They can’t have both.

The fifth amendment allows a defendant to just go limp and dare the prosecutor to convict him (her).

Really, people! Have an auto-destruct password ready. C’mon! A fake password that would erase the password file and wipe it out permanently, rendering the laptop inert. A brick.

These defendants are hardly sympathetic; the current one is charged with mortgage fraud. In 2009 and 2010 there were two cases involving child pornography.

But the next victim could be Claire Wolfe, or David Codrea.

As H. L. Mencken said, "The trouble with fighting for human freedom is that one spends most of one's time defending scoundrels. For it is against scoundrels that oppressive laws are first aimed, and oppression must be stopped at the beginning if it is to be stopped at all."

3 comments:

drjim said...

ctrl-alt-NUKE!

Roberta X said...

Yowza!

Par-lous times, gennelmen, par'lous times.

Turk Turon said...

The best solution seems to be TruCrypt, which allows users to set up an outer encrypted volume and an inner encrypted volume. Depending on which password you enter, either one will open.
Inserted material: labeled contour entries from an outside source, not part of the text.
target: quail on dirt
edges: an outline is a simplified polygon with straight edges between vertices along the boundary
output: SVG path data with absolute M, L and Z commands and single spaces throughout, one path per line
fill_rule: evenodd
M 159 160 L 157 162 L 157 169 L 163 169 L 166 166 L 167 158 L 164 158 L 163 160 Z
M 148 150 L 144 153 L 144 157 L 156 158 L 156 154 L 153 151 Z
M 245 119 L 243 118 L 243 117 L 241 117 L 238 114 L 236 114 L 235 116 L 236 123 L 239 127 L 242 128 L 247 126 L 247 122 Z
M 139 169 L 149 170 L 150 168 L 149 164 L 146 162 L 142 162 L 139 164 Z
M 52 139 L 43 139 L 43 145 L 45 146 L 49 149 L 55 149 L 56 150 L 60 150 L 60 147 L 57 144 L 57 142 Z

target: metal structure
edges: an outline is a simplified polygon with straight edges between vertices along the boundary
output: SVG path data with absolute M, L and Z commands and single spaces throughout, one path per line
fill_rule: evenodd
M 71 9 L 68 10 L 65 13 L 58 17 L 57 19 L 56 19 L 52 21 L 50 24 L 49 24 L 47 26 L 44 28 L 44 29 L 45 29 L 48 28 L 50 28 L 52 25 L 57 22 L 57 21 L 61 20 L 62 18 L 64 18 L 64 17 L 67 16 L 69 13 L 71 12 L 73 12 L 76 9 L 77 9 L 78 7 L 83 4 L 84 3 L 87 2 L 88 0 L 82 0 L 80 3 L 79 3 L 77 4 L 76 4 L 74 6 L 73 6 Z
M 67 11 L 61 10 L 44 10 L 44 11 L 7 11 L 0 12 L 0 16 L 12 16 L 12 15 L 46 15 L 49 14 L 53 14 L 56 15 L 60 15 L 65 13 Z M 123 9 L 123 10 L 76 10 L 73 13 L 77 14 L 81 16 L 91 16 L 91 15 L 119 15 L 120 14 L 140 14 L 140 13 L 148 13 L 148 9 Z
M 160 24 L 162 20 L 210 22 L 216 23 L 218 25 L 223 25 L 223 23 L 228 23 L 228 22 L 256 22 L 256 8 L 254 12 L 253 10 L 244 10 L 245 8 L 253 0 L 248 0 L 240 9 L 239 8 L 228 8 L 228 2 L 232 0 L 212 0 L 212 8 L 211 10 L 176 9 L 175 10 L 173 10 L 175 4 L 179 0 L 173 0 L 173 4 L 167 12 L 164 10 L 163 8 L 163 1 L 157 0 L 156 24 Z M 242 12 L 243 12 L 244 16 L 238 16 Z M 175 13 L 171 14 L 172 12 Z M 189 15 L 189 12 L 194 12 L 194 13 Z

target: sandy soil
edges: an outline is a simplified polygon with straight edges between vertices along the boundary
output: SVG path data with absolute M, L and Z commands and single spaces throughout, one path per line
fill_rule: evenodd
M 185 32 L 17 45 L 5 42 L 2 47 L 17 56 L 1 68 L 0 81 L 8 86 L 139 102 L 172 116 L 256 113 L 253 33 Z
Opening the outer volume shows a directory structure and a lot of free space with random "noise" recorded on it. But entering the password to the inner volume sends the disk head to an absolute address on the disk and starts decrypting the "noise" into a virtual disk representing the inner volume. The trick is that because even the outer volume is unaware of the existance of the inner volume, writing to the outer volume can inadvertently overwrite disk space used by the inner volume. But the idea seems pretty secure. Given access to the computer by hostile computer forensics experts, they will not even be able to show that there is any hidden content, because the inner volume just looks like wiped disk space.